Confidence, what women and girls mean

What girls say


When you ask a girl what the secret is to getting a girl usually they'll say one of two things; be nice, or be confident. To most of us right away this comes off as annoying and a lot of the time unhelpful. "What do they mean", We ask. "But being nice doesn't work" we say. Well based on some of my experiences and what i've been told. I just want to clean all that up.


How it hit me


I was in lunch talking to a good female acqaintence of mine about her total stud muffin of an uncle. When I asked what he was like personality-wise, she said 5 words that rocked the foundation of what I "knew" that girls wanted: "He's cocky but he's not".


What that means


At first tbh I had no idea. But then I started to make comparisons. I looked at all the girls that had liked me in the past and it hit me. When she said "He's cocky" she was refering to internal cockiness, and when she said "but he's not" she was saying he didn't have any external cockiness. Ok let me explain. If you look at any online guide to getting a girl most of them say the same thing, women are phsycic. What that means is that even if you're acting all cool on the outside, if you're doubting yourself inside, they'll sense it immidiately. This definently played a part in the few times I got a girl to like me.


Looking back, when I spoke to them, I just wasn't considering the possibility of failure. When I spoke to them the thought of not getting them to like me wasn't in my head at all. Like this one time I was walking around the raisers at a football game when I saw this really cute girl. So I walked up to her, said "You're cute" and walked away. Later when I saw them again her friend turned to me and said "She doesn't know you", so I turned to her and I said "I don't care" and walked off. later I noticed her in school and she showed signs of liking me and taking extra effort to talk to me. Now what's important about this is that when I said "You're cute" there wasn't a lobe in my brain saying "omg you're gonna fail hard". I was so confident that this girl was going to end up liking me that I didn't even think about the possibility of being rejected. And once again, like I said, she picked up on that and she liked me.


The next important part was that i was not mean or perverted about it. So I was Internally cocky, but not Externally cocky. And that's what women mean when they say they like confidence and also what they mean when they say that they hate cockiness. What they're saying is that they love a guy who is cocky on the inside (confidence) but don't like it when a guy is cocky on the outside (arrogance). Here is a list of the kinds of guys from a dating perspective going from highest to lowest attractiveness:

The cool guy: Cocky on the inside, nice on the outside. These are the rarest kinds of guys. These guys are able to be very strong and confident without being and ass or flirting in a way that will get him in legal trouble.
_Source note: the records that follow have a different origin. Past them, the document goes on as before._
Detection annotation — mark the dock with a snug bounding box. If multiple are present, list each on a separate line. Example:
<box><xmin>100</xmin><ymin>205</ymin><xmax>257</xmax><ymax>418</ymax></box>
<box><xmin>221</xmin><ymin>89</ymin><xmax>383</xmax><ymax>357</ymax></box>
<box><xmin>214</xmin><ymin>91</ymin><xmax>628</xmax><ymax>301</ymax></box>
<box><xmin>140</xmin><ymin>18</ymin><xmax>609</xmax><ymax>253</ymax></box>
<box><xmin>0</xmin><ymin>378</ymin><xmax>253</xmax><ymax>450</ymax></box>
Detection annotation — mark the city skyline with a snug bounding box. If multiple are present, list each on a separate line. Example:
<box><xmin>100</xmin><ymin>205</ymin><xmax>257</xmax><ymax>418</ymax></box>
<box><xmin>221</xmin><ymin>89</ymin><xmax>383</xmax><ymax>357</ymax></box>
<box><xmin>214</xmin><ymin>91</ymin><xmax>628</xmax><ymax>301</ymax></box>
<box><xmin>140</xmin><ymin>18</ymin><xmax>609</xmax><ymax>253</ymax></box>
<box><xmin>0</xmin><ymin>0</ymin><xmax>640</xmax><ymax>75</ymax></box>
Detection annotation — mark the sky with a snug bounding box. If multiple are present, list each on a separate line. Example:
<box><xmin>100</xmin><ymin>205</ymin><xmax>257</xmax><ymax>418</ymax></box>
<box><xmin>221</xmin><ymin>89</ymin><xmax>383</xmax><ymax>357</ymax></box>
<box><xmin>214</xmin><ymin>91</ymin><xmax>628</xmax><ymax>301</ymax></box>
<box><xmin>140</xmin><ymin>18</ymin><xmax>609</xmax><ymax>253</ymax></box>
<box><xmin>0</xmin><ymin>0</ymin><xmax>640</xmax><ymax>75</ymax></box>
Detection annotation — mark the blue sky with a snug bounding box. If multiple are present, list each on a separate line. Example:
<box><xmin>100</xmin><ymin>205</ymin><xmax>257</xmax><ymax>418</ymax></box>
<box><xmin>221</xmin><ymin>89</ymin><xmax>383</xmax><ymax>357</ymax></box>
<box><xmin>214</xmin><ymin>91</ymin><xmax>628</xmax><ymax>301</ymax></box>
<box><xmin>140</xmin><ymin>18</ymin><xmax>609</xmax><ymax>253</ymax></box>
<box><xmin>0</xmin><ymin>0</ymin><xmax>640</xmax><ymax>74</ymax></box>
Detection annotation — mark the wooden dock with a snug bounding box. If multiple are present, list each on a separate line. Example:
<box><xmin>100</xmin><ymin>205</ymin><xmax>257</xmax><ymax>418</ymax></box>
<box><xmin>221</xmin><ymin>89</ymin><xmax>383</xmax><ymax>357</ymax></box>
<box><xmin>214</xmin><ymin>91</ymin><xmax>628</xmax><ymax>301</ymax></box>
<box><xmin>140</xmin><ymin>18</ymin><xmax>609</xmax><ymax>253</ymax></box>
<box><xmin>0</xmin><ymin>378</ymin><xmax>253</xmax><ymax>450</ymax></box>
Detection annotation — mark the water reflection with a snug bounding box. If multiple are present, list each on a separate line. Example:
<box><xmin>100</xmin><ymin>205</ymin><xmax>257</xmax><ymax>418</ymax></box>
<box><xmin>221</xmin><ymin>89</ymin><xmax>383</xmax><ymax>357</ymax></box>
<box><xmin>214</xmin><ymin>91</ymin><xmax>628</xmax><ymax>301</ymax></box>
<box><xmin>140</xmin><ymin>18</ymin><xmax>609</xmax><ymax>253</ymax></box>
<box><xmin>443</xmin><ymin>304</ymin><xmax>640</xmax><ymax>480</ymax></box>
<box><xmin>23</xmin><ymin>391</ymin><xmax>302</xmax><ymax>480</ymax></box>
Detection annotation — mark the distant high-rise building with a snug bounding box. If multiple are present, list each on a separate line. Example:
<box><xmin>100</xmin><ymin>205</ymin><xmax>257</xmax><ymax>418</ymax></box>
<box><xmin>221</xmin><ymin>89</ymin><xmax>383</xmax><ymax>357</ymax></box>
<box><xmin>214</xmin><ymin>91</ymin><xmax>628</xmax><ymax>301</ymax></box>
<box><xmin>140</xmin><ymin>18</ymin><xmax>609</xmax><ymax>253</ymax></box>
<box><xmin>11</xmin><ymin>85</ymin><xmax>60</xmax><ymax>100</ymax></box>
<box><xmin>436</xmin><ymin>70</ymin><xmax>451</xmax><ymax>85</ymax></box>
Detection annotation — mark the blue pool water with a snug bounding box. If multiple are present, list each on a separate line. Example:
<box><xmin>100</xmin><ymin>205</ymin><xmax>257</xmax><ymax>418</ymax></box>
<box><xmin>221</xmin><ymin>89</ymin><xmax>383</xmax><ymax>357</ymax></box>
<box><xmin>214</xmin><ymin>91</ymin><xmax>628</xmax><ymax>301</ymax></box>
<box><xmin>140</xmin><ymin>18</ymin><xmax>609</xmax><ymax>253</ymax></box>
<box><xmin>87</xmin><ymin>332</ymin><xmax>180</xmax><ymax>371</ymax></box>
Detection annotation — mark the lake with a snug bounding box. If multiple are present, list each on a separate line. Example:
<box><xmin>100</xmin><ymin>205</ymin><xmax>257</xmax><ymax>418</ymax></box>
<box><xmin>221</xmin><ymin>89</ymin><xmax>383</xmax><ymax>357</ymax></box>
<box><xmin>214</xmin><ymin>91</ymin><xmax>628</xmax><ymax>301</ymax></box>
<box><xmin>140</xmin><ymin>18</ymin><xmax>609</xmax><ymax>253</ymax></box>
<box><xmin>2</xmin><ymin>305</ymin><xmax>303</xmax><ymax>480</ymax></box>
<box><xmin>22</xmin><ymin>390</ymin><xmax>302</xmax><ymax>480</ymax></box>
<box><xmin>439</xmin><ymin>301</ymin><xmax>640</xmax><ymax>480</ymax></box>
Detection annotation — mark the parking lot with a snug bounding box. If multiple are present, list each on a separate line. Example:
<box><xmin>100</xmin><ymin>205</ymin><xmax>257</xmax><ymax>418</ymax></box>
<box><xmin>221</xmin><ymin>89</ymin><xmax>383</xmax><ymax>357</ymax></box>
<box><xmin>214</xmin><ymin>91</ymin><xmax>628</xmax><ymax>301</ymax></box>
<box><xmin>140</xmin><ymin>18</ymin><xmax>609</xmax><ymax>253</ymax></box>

The bad boy: Cocky on the inside, cocky on the outside. These are more common than the cool guy but less so than the other two. While he gives off an attractive aura, he is also a dickweed. These guys are often potrayed by the media to be the pinnicle of male perfection even though they are actually second to the cool guy.

The nice guy: Insecure on the inside, nice on the outside. Most guys fall into this catagory. They are nice yet their aura is depressing and dull so they don't get many women. This combination ranks him above the last guy but far below the bad and cool guy.


The bitter guy: Insecure on the inside, cocky on the outside. These are the second most common guys. Most of these are former nice guys who try to be bad boys. They have the least attractive combo of aura to behavior and such only the dumbest girls are fooled by them.

Peace.


Confidence, what women and girls mean.